Victor ESQUIROL
TEMPLOS CINÉFILOS

La rudeza de los extraños

Empezó la 69ª edición del Festival de Cine de Berlín mostrando especial gusto por las emociones fuertes. Lo normal en este tipo de celebraciones (que no lo olvidemos, duran casi dos semanas) son comienzos al ralentí, o al menos a una velocidad que permita aclimatarse al personal. De lo que se trata a estas alturas es de afianzar cada paso; de evitar el riesgo de la filigrana para no tropezar a las primeras de cambio: falta mucho para llegar a la línea de meta, y nadie quiere lesionarse en el primer sprint.

Pues no, una vez más la Berlinale decidió ir en contra del sentido común, tomando la piromanía como carta de presentación. En la rueda de prensa que tenía que servir como primera toma de contacto con los miembros del jurado, Juliette Binoche (presidenta este año de tan ilustre institución) experimentó, en sus propias carnes, el calor abrasador de tan pirómano festival. El ritual jornalístico, habitualmente resuelto con un placentero masaje, también contravino la lógica histórica, y se convirtió en un inesperado campo de batalla.

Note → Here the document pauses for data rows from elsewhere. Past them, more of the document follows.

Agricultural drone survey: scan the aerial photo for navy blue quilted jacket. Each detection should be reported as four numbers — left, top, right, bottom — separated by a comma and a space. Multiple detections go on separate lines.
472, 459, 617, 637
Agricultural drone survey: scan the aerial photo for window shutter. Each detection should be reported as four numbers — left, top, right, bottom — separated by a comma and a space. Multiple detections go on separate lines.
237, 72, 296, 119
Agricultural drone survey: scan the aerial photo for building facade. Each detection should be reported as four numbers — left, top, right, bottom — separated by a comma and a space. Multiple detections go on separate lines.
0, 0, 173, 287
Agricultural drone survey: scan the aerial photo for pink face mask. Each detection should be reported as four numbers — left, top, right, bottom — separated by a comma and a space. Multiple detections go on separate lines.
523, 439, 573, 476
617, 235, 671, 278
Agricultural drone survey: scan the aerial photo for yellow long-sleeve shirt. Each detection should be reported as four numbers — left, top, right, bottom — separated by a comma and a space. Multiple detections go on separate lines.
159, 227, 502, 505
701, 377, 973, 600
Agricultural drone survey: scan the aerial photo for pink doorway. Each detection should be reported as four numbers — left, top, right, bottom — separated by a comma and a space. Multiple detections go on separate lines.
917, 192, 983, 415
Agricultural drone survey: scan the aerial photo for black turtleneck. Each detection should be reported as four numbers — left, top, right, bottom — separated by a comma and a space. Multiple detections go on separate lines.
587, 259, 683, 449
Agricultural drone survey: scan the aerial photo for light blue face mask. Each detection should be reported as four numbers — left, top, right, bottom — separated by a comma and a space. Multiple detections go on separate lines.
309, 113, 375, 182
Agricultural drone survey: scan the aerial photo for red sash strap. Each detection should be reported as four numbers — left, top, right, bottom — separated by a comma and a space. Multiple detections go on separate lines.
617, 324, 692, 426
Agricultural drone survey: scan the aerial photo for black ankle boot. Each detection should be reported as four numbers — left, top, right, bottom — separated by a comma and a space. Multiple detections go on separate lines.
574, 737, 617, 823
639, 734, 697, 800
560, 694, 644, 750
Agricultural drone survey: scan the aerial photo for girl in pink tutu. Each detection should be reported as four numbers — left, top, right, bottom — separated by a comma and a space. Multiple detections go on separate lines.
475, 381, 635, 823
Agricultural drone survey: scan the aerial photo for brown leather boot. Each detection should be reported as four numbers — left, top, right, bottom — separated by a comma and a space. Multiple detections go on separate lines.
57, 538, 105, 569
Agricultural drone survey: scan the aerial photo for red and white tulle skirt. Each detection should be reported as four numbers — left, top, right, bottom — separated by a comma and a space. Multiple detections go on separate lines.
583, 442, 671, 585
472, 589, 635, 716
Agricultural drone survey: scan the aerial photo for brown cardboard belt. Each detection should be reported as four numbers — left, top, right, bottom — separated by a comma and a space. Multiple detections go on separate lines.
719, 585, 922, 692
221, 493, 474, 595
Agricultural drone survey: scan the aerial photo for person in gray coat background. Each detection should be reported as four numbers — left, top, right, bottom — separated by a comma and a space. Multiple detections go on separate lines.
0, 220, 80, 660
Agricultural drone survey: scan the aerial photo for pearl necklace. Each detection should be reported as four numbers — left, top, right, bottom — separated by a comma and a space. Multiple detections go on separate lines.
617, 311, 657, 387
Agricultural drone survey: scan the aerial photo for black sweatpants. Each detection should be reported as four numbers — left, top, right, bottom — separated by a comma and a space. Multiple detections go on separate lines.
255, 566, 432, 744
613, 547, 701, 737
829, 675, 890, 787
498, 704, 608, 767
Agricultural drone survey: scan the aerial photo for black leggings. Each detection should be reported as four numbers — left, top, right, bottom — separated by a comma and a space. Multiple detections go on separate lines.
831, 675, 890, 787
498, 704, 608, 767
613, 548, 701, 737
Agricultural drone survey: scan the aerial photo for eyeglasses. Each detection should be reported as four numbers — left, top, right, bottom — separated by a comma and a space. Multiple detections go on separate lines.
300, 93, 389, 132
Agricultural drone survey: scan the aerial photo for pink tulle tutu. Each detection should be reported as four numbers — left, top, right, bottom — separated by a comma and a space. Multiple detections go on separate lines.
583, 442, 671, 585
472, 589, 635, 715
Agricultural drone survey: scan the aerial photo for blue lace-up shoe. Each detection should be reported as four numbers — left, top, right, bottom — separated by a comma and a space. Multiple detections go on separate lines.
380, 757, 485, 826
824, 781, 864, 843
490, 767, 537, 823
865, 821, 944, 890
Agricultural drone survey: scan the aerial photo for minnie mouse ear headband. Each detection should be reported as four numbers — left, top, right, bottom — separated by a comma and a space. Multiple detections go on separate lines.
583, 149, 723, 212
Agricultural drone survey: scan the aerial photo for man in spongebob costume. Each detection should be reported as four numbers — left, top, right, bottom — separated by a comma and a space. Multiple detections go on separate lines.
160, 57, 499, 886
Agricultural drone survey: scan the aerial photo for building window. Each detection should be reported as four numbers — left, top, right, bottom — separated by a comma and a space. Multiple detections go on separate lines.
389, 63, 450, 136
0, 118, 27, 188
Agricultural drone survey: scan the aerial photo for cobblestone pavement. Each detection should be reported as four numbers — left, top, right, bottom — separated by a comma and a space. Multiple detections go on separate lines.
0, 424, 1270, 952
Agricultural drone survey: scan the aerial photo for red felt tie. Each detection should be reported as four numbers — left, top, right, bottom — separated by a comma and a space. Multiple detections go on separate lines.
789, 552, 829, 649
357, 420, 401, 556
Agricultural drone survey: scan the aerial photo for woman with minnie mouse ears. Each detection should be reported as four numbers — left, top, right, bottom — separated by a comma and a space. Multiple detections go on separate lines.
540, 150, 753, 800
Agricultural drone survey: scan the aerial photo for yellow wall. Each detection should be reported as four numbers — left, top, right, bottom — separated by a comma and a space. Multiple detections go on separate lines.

Aplausos, flashes, sonrisas y preguntas de cortesía. Lo normal... hasta que a un periodista se le ocurrió sacar a Harvey Weinstein. A su memoria vino la época dorada de Madame Binoche en Hollywood. Que si “Chocolat”, que si “El paciente inglés”, que si ese Óscar inevitablemente asociado al co-fundador de Miramax, y ahora blanco predilecto de la era MeToo.

Silencio sepulcral en la sala. La fiesta convertida en funeral... y justo después, en trepidante partido de fútbol. Juliette Binoche, curtida en mil batallas, agarró el micrófono y regateó, magistralmente, al elefante en la sala: ensalzó las virtudes (solo como productor) de Mr. Weinstein, dejó su destino en manos de la justicia y, finalmente, se refugió (muy elegantemente) en el séptimo arte. Al fin y al cabo, a esto vinimos, ¿no?.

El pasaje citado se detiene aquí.